Está clara a descrição dessa capacidade cognitiva do homem em se organizar e propor formas de liderança. A questão estaria em investigar se a dominação político-jurídica seria equidistante em termos dos envolvidos nas hastes do poder. Mesmo para a Antropologia, o Estado serviria apenas para garantir essa desigualdade e essa extrema concentração de renda: “F. Oppenheimer [...] define todos os Estados conhecidos pelo fato da dominação de uma classe sobre a outra para fins de exploração econômica” (Balandier, 1969, p. 141). Ainda com Balandier (1969):

Os Estados podem vir a existir seja pela federação voluntária de duas ou mais tribos, seja pela subjugação de grupos fracos ou grupos mais poderosos, que acarreta a perda de sua autonomia política [...] R. Beals e H Hoijer consideram ainda, com menos reservas, que o direito exclusivo de recorrer legitimamente à força e à coerção – pelo qual se define o poder governamental – “só aparece com o Estado de conquista” (p. 142).

O fenômeno da dominação de classes foi consagrado no período denominado de acumulação primitiva, sobretudo na Europa herdeira das Rotas da Seda, mas não é uma exclusividade. Em sentido amplo, a categoria povo, como elemento de formação do Estado é aceita com a instituição do Estado Moderno; porém, o povo como condição política transformadora da realidade antecede em muito a esse período.

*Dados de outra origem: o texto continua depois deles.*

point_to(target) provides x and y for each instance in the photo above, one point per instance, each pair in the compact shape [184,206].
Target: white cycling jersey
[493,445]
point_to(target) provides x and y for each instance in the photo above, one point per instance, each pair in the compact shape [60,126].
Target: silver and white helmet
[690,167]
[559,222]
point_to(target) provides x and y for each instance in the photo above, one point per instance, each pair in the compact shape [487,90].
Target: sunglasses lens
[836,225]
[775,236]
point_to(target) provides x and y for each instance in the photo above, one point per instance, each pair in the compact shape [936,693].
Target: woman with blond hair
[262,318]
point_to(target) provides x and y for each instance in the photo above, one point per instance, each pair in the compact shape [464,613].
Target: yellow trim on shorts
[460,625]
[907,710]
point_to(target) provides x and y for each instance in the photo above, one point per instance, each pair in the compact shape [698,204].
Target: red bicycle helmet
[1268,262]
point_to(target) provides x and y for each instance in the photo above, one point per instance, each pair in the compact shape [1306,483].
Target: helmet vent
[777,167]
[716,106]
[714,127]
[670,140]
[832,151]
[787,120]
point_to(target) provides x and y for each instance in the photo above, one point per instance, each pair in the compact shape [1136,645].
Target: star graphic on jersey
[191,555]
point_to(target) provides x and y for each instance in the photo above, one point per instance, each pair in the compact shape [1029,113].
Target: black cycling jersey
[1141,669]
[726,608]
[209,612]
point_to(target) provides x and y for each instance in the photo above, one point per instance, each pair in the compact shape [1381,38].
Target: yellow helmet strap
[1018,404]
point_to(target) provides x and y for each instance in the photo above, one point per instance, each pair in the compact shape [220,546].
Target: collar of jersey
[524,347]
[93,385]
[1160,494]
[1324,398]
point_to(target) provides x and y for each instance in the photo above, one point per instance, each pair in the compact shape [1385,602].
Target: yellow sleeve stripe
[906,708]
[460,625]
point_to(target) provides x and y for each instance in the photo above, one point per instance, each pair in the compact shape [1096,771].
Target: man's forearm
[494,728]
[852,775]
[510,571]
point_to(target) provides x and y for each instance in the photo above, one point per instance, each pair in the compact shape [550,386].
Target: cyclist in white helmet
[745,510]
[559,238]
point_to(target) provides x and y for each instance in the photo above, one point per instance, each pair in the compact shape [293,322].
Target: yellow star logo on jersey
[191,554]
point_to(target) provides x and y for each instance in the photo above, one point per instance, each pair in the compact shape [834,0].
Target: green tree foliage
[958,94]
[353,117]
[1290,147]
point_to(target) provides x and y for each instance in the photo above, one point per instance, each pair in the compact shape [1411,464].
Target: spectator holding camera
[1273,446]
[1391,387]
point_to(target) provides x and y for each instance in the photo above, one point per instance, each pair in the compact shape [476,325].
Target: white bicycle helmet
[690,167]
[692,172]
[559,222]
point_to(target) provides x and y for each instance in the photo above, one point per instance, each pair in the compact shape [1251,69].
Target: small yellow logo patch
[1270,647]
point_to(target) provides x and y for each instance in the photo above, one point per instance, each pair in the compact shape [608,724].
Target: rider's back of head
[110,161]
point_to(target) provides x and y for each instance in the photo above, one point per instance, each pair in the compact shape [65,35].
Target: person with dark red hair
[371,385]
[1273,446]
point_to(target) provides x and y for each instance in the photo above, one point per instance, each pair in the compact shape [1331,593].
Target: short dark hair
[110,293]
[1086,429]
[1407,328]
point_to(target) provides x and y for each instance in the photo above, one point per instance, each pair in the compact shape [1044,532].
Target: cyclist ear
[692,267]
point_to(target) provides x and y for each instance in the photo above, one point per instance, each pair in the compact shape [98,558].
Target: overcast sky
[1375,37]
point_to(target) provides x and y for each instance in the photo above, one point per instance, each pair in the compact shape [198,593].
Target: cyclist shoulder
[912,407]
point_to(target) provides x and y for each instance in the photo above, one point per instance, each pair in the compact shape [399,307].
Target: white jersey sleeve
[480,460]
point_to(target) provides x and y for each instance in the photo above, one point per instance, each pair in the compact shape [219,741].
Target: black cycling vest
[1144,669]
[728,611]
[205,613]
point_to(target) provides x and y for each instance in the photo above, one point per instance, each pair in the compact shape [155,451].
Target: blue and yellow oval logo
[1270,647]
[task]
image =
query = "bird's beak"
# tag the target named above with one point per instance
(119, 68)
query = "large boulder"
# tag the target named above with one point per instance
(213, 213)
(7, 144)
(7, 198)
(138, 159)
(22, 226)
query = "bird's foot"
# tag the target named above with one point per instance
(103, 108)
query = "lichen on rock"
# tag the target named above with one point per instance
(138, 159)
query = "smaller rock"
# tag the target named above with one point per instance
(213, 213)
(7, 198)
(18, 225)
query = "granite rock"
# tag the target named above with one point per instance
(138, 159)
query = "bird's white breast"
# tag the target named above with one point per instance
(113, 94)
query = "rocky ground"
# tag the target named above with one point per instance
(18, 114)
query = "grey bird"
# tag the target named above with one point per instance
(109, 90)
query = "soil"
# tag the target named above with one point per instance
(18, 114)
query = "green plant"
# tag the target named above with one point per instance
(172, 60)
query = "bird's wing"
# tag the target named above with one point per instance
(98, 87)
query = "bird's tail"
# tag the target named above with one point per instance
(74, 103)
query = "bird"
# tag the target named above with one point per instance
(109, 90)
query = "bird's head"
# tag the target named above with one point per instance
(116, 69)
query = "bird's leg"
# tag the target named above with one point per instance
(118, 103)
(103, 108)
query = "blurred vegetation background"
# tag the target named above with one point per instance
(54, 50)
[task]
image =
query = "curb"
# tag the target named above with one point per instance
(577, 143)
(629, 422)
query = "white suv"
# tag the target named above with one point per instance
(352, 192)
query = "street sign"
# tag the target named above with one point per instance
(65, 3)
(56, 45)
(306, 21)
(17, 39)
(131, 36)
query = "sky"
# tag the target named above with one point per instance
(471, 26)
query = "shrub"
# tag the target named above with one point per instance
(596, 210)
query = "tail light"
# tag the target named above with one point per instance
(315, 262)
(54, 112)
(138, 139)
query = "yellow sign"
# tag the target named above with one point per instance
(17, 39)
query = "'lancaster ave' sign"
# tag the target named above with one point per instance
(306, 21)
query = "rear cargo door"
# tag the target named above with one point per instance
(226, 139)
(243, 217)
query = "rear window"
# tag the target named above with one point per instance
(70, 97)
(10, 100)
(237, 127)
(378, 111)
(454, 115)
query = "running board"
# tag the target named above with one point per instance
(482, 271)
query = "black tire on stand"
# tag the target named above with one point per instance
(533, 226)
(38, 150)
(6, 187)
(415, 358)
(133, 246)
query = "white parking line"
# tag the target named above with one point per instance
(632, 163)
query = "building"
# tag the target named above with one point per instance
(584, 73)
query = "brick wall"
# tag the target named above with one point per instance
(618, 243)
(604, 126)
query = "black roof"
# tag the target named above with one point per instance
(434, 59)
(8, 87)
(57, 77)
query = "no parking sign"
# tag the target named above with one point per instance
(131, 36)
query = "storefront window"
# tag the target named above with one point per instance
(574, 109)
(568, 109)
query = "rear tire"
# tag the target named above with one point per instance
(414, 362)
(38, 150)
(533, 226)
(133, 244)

Historicamente, depois da célebre declaração romana de que “o poder pertence ao Povo”, Vico foi um intérprete importante dos atos humanos no contexto histórico. Portanto, além de um atributo jurídico, povo é uma realidade política que supõe a instauração de direitos e a transformação da realidade política.

Vico e a construção do Povo

Após Bodin, Giambattista Vico (1688-1744), no final do século XVII, no livro A Ciência Nova (Scienza Nuova), protagonizou a perspectiva de uma nova sociedade, com novos olhares para a história, e que fosse a própria história dos homens: “Nas sombras há menos monstros; heróis e deuses evaporam-se. O que vemos agora são os homens tal como os conhecemos, no mundo que conhecemos” (Wilson, 1986, p. 10). Dessa forma, Vico esboça uma história da sociedade humana a partir das experiências das descobertas da língua, dos mitos e da poesia. Disso resulta evidente que para Vico o homem faz e sofre a história. Portanto, seria preciso conhecer seu entorno cultural, mitos, linguagem e regras.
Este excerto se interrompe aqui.